More Travel Woes as the Economy Grows
10/9/2009 4:31:59 PM
Find out how to avoid the upcoming travel hassles as the economy picks up.
By Latasia Brown
As the year winds down and the economy attempts to rev itself back up again, industries of all sorts are still suffering; one of the industries that took a harder hit than expected was the travel and tourism industry. From hotels and airline companies to convention visitor bureaus and actual countries’ economies, every sect of the traveling industry has hit a slow downward spiral over the past year. Unfortunately, due to this downturn, the everyday traveler will be footing some of the bill – in more ways than one.
Money Money Money
Delta Air Lines Inc. is implementing a $10 surcharge to one-way holiday flights. This will be a 13-day program that will include these dates: Nov. 29-30, Dec. 19, 26, 27, Jan. 2-3, March 14, 20, 21, 28, April 11 and May 28. Other airlines have followed suit, including AMR Corp.’s American Airlines, Northwest, Continental, United Airlines, AirTran Airways and US Airways Group Inc. Although $10 doesn’t seem like much, take a look at what the overall cost will turn out to be after you fork up $20+ for checking in baggage, cost of parking, etc. Before you know it, you’ve racked up a pretty penny, definitely more than what you first anticipated on spending. And since the checking-in of baggage is going to cost you a bit now, airlines are beginning to offer subscription fees. United Airlines is offering a bag fee subscription plan that will cost $250/year for premier baggage – this will allow you to check two standard bags and also covers the baggage charges for up to eight people if all traveling on the same confirmation number. However, the subscription will not cover oversized or overweight luggage.

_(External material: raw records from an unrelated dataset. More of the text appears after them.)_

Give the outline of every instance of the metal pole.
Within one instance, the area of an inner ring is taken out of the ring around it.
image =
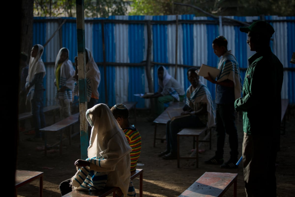
[[[177,56],[178,53],[178,15],[176,15],[176,38],[175,39],[175,72],[174,74],[174,78],[176,79],[177,75]]]
[[[78,49],[78,75],[79,83],[79,108],[80,112],[80,140],[81,158],[87,158],[88,145],[88,124],[86,120],[87,96],[86,94],[86,73],[85,70],[85,30],[84,23],[84,0],[76,0],[77,11],[77,37]]]

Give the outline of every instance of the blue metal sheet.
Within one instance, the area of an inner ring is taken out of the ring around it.
[[[144,16],[130,16],[129,20],[143,20]],[[128,25],[128,56],[130,63],[139,63],[143,59],[145,49],[144,25],[130,24]],[[145,67],[130,67],[128,69],[128,100],[137,102],[137,107],[145,107],[145,100],[134,95],[145,92]]]
[[[295,20],[295,17],[287,17],[287,19]],[[288,67],[295,68],[295,64],[290,63],[292,58],[292,54],[295,52],[295,22],[288,22],[287,23],[287,54],[288,61]],[[288,97],[290,102],[295,103],[295,72],[288,72]]]
[[[167,16],[155,16],[153,20],[167,20]],[[155,62],[168,63],[167,56],[167,26],[165,25],[153,24],[153,59]],[[158,88],[157,70],[159,65],[155,65],[153,68],[154,90],[157,92]]]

Unfortunately, the only way to avoid extra costs like these when traveling is to pack light, and be extra travel conscience. Book travel dates outside of those 13 with a surcharge. Travel lighter; try to pack efficiently by keeping your luggage to a maximum of two bags. That way, you won’t have to pay any check-in fees, plus you won’t have to wait forever for your luggage at the baggage claim – looks like a win/win to us.
Time After Time
In addition to vacuuming your wallet, the time you spend getting from one destination to another via plane will only increase due to an increase in delay times. Everyone is used to, and annoyed by, airline delays. Unfortunately, these delay times are only going to increase as the economy picks back up again. According to the Brookings Institution, there’s been a 20-year-trend of increasing delays, which means we’ll be due for another significant increase in our delay times just as economic growth returns. They also reported that delayed flights of at least two hours have more than doubled to 10.1% in May 2009, since 1990 (4.3%).
So what can we do to keep our travel frustrations at a low? When booking connector flights, try to connect to smaller airports. The smaller airports tend to have a more steady flow of air traffic versus the larger international airports. Every city has smaller, less busy airports, use their size, and hence their lack of population, to your advantage and make your trip headache free.